From extension package
Ask your administrator to enable VS Code support for your cluster
Download the Spark Labs extension and then install the downloaded .vsix
file in VS Code:
Cmd/Ctrl + Shift + P -> Extensions: Install from VSIX
Optional, but recommended: Install the Remote SSH extension in VS Code.
If you're not using the Remote SSH extension, you'll need an SSH client on your machine.
Set up SSH on your machine
Generating an SSH key pair on Mac and Linux
Important: Before generating a new key pair, check the ~/.ssh directory for any existing key pairs,
To generate an SSH key pair on MacOS and Linux:
- Open the Terminal
- Execute this command:
ssh-keygen -t rsa -N ""
When you generate a key pair, specify the location of the private key in the spark-labs.privateKeyPath
and public key in the spark-labs.publicKeyPath
settings of the extension.
Generating an SSH key pair on Windows
Important: Check whether your home directory contains the .ssh
directory or run dir "%USERPROFILE%/.ssh"
to check if any keys exist.
To generate an SSH key pair on Windows:
On Windows 10 or newer with the OpenSSH Client feature enabled:
- Open a new cmd command prompt and use the `ssh-keygen utility.
- Execute this command:
ssh-keygen -t rsa -N ""
If you are using an older Windows version:
- Install a third party tool, such as Putty, to generate a SSH key.

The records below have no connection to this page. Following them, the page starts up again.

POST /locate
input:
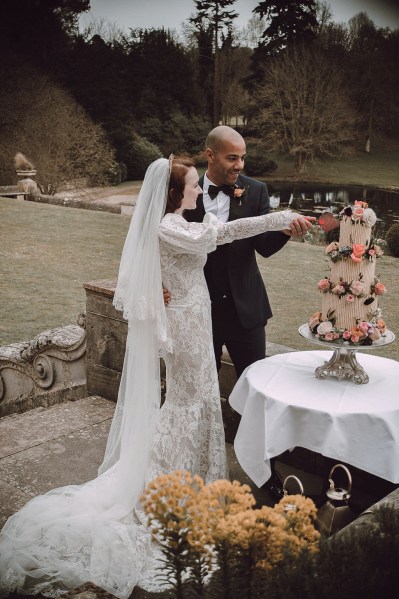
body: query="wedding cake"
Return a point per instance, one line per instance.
(350, 293)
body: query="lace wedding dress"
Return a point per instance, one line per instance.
(74, 534)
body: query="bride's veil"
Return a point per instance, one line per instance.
(139, 294)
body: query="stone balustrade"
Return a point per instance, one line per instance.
(49, 369)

- If your're using Putty, use the
puttygen
utility to generate an SSH key pair.
Note: PuttyGen does not generate OpenSSH keys by default. To export an OpenSSH key, convert the key: select Conversions -> Export OpenSSH key.

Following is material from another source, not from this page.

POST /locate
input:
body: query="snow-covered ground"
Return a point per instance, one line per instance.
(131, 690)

Optional: Using a separate SSH key for Spark Labs
To use a seperate SSH key for Spark Labs, add a new entry to your SSH configuration under ~/.ssh/config
:
Host cpdenv
HostName localhost
Port 5681 # Same port as spark-labs.localPort
IdentityFile ~/.ssh/id_cpd_rsa # Path to your private key
Then enter the host cpdenv
under spark-labs.localHost
.
Extension Settings
This extension contributes the following settings:
spark-labs.host
: Hostname of the spark labs console. You can find it in the address bar of your browser when you log in to Cloud Pak For Data or IBM Cloud. For example: cpd.xxx.xxx.xxx.com
.
spark-labs.userName
: Username that you use to log in to Cloud Pak For Data or IBM Cloud or IBM Cloud.
spark-labs.privateKeyPath
: Path to the private key file for SSH connection.
spark-labs.publicKeyPath
: Path to the public key file for SSH connection.
spark-labs.localPort
: The port to listen on locally
spark-labs.localHost
: The SSH host to which Remote SSH will connect to. Can be any host specified in the SSH client config file. The HostName configured in your SSH client config should always point to localhost and the port specified in localPort. This allows you to use your own SSH settings, e.g. a specific private key.
spark-labs.verifySSL
: (Optional) Whether to verify the certificate of the SSL connection or not. Default: true
.
spark-labs.autoOpenRuntime
: Automatically open the runtime once it has been loaded, without the need for extra confirmation.
spark-labs.logLevel
: The log level of the extension.
spark-labs.storeApiKeyInKeychain
: Whether to store the encrypted Cloud Pak For Data or IBM Cloud API key in your operating system keychain. Default: true. If you disable this option, the API key will be stored in memory only for the duration the current session; when you restart your VS Code instance, you will have to re-enter your API key.
spark-labs.autoUpdateHostkey
: Automatically update the host key in the known_hosts
file by fetching it via a secure TLS connection. Before modifying the known_hosts file, a backup is created under ~/.ssh/.known_hosts.cpd-backup
. This setting should always be enabled, especially when operating with multiple clusters.